Wielbłąd, który nazywa się Jack Daniels znów cieszy raciborzan na Rynku [ŻYWA SZOPKA]
Kozy, barany i kucyki umieszczono w żywej szopce, która na trzy dni pojawiła się na Rynku w Raciborzu. Jednak największe zainteresowanie wzbudza wielbłąd. Można go karmić, oprowadzać, a nawet na nim pojeździć.
Zwierzęta przyjechały z rancza, które mieści się na Opolszczyźnie, w miejscowości Rozwadza. Właścicielka Patrycja Lepich jest zaprzyjaźniona w Raciborzu z Ludwikiem Gorczycą z Huzarskiej Doliny, bierze tu udział w Hubertusie.
W czwartek na Rynku w Raciborzu było ciepło niczym w Betlejem.
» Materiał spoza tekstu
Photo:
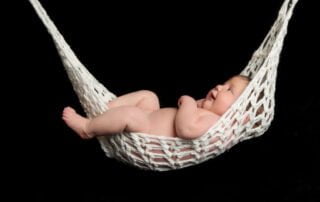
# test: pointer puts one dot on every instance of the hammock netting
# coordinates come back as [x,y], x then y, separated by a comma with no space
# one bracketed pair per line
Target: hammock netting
[249,116]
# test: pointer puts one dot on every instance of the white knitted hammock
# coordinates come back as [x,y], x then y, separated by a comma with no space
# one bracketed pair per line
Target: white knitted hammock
[250,115]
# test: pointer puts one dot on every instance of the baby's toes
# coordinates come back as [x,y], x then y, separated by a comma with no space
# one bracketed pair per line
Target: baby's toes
[67,112]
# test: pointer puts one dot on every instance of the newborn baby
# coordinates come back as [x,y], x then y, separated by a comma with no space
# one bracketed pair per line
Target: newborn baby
[140,112]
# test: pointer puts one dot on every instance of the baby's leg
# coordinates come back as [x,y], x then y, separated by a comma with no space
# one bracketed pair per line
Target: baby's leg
[113,121]
[144,99]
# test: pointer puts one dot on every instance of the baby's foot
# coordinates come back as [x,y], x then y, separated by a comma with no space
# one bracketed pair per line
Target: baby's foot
[76,122]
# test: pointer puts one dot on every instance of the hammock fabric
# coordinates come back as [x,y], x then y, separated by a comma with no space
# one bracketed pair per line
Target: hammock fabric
[250,115]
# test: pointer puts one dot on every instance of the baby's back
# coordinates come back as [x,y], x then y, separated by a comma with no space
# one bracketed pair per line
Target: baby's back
[162,122]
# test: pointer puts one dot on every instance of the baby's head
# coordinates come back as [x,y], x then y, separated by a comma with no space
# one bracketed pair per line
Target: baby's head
[221,97]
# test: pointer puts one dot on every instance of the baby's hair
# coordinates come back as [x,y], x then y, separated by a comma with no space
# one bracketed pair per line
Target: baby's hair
[244,77]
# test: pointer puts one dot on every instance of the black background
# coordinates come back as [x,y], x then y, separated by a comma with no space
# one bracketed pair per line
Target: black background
[171,49]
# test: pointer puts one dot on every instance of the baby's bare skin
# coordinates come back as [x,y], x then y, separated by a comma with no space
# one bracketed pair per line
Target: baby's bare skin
[140,112]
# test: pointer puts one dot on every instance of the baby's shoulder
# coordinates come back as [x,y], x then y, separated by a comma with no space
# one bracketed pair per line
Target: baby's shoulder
[204,112]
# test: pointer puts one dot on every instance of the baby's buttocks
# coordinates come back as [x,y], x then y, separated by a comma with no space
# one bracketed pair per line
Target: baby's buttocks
[162,122]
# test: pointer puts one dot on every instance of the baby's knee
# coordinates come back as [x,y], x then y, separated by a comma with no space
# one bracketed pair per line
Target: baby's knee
[137,120]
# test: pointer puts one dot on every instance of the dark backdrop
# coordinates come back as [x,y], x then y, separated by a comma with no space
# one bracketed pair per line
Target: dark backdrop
[172,49]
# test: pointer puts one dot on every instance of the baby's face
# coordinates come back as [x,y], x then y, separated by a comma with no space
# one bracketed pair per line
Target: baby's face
[221,97]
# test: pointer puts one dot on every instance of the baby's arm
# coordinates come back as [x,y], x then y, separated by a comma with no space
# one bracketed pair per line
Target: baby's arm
[190,121]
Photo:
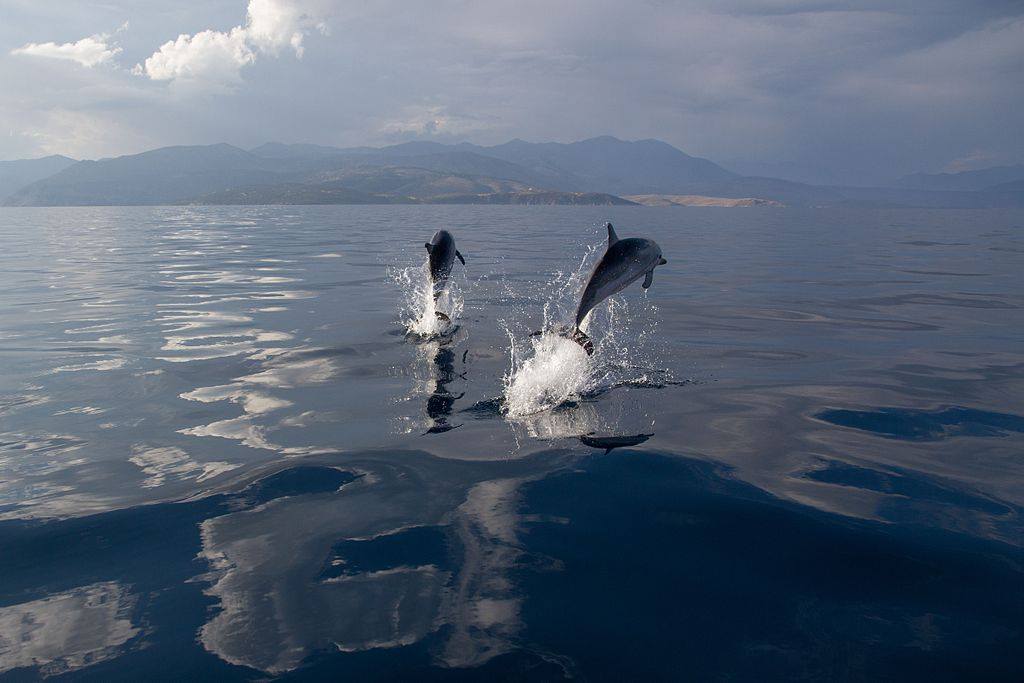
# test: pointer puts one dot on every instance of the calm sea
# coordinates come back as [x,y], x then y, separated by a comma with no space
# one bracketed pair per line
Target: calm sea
[800,454]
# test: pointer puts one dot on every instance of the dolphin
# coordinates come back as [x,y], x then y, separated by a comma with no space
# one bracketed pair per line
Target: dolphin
[611,442]
[624,263]
[441,254]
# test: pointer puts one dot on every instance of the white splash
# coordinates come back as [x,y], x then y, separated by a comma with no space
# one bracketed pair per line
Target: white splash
[558,371]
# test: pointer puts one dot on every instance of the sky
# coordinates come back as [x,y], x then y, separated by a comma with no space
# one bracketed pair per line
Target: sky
[847,92]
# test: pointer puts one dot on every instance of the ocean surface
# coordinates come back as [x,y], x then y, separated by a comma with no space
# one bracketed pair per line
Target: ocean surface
[237,444]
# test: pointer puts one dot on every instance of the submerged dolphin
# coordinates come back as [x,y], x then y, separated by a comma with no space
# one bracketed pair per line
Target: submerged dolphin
[624,262]
[441,255]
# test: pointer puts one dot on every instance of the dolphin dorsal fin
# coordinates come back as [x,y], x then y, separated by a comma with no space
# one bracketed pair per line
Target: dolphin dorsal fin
[612,238]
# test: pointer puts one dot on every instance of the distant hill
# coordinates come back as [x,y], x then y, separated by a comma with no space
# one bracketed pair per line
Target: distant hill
[597,170]
[18,173]
[536,198]
[289,193]
[609,165]
[699,201]
[964,181]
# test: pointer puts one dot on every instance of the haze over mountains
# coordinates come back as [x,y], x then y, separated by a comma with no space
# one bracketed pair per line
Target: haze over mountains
[600,170]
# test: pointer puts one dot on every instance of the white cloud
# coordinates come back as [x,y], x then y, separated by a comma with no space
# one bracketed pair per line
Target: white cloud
[218,56]
[90,51]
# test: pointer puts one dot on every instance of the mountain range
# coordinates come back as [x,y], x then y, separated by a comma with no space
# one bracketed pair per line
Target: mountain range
[600,170]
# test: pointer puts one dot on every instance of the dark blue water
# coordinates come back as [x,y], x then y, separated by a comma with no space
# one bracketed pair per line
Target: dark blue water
[798,456]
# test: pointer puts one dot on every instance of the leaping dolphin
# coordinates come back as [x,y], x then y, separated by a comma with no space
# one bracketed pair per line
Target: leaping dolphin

Pod kościołem św. Jakuba stała ciężarówka, a przy niej uwiązany był wielbłąd. - Nazywa się Jack Daniels. Tak, jak ten alkohol. Reaguje na to imię. Wykonuje komendy, można na nim jeździć, nawet tutaj, ale z tym lepiej radzi sobie moja żona - mówił Krzysztof Lepich, który przywiózł zwierzęta z Rozwadzy.
Przyznał, że na wielbłądzie jeździ się trudniej niż na koniu. - Jest wyżej, nie ma kantara. Ja sporo jeżdżę, biorę udział w rekonstrukcjach historycznych, ale opanować wielbłąda nie jest tak łatwo jak konia - powiedział Nowinom mąż Patrycji Lepich.
Mimo południowej pory przy szopce jest gwarno, przyszło sporo osób - rodzice z dziećmi. Te najmłodsze są zachwycone. - Świetne, że w centrum miasta można oglądać takie zwierzątka. Na co dzień to niemożliwe - mówiła nam jedna z mam. Od taty innych dzieci dowiedzieliśmy się, że jest częstym gościem mini-zoo w Oborze. - Dzieciaki są przyzwyczajone do baranków czy kóz, ale tu wrażenie robi ten wielbłąd - cieszył się mężczyzna.
Żywą szopkę można oglądać jeszcze w czwartek 28 grudnia w godzinach od 13 do 19 - to trzeci dzień jej prezentacji w Raciborzu. Za ubiegłoroczne wystawienie szopki i koncert kolęd Miasto zapłaciło ok. 20 tys. zł.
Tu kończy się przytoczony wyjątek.